Jeder Versuch, Heideggers Sprache in normale Sprache zu übersetzen, führt zu großflächiger Banalität – ergo bleibt nur, was er selbst auch dem Sein, neuerdings Seyn geschrieben, nachsagt: man muss warten, bis es sich entbirgt. Heidegger ist in diesem Stadium, also noch vor dem Weltkrieg, am Endpunkt des Philosophierens angelangt: er fordert Glauben.

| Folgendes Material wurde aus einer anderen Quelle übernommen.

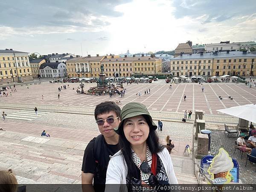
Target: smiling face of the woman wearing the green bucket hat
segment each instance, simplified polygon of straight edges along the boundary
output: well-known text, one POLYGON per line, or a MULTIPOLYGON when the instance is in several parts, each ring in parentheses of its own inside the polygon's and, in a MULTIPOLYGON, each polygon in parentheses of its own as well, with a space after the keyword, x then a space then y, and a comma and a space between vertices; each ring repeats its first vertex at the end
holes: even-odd
POLYGON ((148 138, 149 126, 142 115, 125 120, 123 129, 125 137, 131 143, 131 146, 143 145, 148 138))

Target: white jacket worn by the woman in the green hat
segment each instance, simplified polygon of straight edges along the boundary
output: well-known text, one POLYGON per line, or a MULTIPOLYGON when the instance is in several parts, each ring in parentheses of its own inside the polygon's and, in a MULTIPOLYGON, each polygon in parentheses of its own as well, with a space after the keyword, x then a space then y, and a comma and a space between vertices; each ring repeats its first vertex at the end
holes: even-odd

Nach dem Krieg stellt er sich als Opponent des nationalsozialistischen Systems und sogar innerer Emigrant dar, doch ist es wohl so, dass ihm in Wahrheit der real existierende Nationalsozialismus nicht weit genug ging und nicht konsequent und radikal genug war. Die Nazis hatten anderes im Sinn als einer unverständlichen Spezialphilosophie zur Macht zu verhelfen – da waren sie selber und nisteten sich dauerhaft ein.
Man kann bestimmt nicht sagen, dass Heidegger kein Nazi gewesen ist; dazu hat er in seinem Rektoratsjahr allzuviel Porzellan zerschlagen. Auch der Versuch, ihn posthum zum Widerständler oder zumindest inneren Emigranten zu stilisieren, wie er das selbst angeregt hat, muss scheitern – nachzulesen in Holger Zabrowskis bemühtem Buch.
Weitaus interessanter als die Frage, ob Heideggers Charakter der eines naiven oder eines bösen Menschen gewesen sei – das hat die Geschichte bereits beantwortet -, ist diejenige nach der philosophischen Relevanz eines Denkers, dessen Sprache sich ihm während des Sprechens verwirrte… Bei Aristoteles geht sich das Reden über Unbenennbares noch aus, seine Sprache bleibt innerhalb ihrer Grenzen, bei Heidegger schließlich ist in extremis der andere Endpunkt erreicht, an dem das Unsagbare jenseitige Worte gebiert, die diesseits keine Bedeutung haben.
Man kann Heidegger auf das reduzieren, was er vermeintlich gemeint habe. Er gehört zu den Vätern der Existenzphilosophie. Aber die hat sich als totes Ende erwiesen. Heidegger hat in seinen Studientagen als Phänomenologe gelernt, seinen Lehrer Husserl aber bald verworfen – was schade ist, denn im Lichte der jüngsten kognitions- und gehirnwissenschaftlichen Erkenntnisse gerät die Phönomenologie wieder verstärkt ins Interesse bei deren philosophischen Verarbeitung.
Muss man Heidegger noch lesen? Zum Aufrechterhalten der eigenen geistigen Gesundheit sollte man es eher unterlassen. Denn nicht alles, was im Kanon der Philosophie herumsteht, ist auch wichtig. So läuft man auch nicht Gefahr, sich mit den garstigen Seiten dieses Autors herumschlagen zu müssen. Heidegger ist nicht wichtig, aber viele, die sich an ihm abgemüht haben, können offenbar nicht eingestehen, dass es fruchtlos war.